内的自己対話-川の畔のささめごと

日々考えていることをフランスから発信しています。自分の研究生活に関わる話題が多いですが、時に日常生活雑記も含まれます。

痛みに対する積極的態度(四)精錬・深化(その三) ― 受苦の現象学序説(23)

2019-06-03 19:08:09 | 哲学

 痛みが私たちの存在をよりきめ細やかで深みのあるものにするには、どのような条件が必要だろうか。それは、痛みを抑圧すべきもの、あるいはその言いなりになるだけのものと見なすかわりに、痛みを受け入れ、私たち自身の一部となし、私たち自身の発展の手段とすることである。
 痛みは、つねに欠乏や不足といった観念と結びついている。痛みは、私たちの困窮のあらゆる形を意識させる。だから、痛みに捧げることができる最大の賛辞は、もっとも惨めなのは、痛みを感じられないことだ、と言うことである。
 しかし、私たちにとって、痛みからの解放が問題なのではなく、痛みがその徴である不足を補うことが問題である。そのとき、痛みは、私たちの内的進歩の条件となる。というのも、意識は、何も安定的に保持することはなく、移行と通過でしかないからである。意識は、何ものによっても完全に満足することがない。意識がもっているものすべて、それを意識は自分に与え続けなければならない。
 痛みをただなくなればいい悪しきものと考えるときに私たちが容易に陥る最悪の幻想は、唯一大事なことは、何も苦しまない状態に戻ること、つまり、痛みが始まる前の状態に戻ることだと考えることである。しかし、そのようなことがありうるだろうか。意識は、すでに通過した状態を現在の欲望の対象とすることはできない。意識は、無-痛のような否定的な対象に全面的に己を方向づけることはできない。それでは、有よりも無を好むということになってしまうだろう。
 痛みが私たちにとって意味があるのは、痛みが、耐え難いものであるからこそ、私たちにそれを乗り越えた状態へと向かわせるときだけである。痛みを乗り越えたとき、それは、私たちにとって一歩前進であるが、その状態がそれだけの力や豊かさでありうるのは、私たちが痛みを経験したからこそである。
 どれだけ苦しむことができるかが、それぞれの存在にとって可能な上昇力の一つの尺度になる。
 もっとも低次な苦しみの次元では、人は身体的苦痛しか知らない。せいぜいそれを避けることしか頭にない。その苦痛をただ被ることしかできない。そのとき、苦痛の限界は、感覚の及ぶ範囲にとどまり、生命の抵抗力の限界を超えることはない。
 その対極である高次の苦しみにおいては、ほんとうに重要なのは精神的苦痛だけだと考えられる人たちがいる。
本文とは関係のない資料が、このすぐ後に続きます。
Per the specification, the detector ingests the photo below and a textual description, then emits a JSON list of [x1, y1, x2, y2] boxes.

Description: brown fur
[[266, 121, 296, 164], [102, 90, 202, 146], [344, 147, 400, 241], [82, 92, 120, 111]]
精神的苦痛の可能性には限界がない。その可能性の増大は意識を伴う。苦しみが入り込むことができないような私たちの内的生の領域などない。何かを新たに獲得するとき、それは新たに傷つく機会でもある。
 私たちが持っているものと私たちが望むものとの間にこそ、苦しむ力がある。この力は、私たちの上昇力の裏面にほかならない。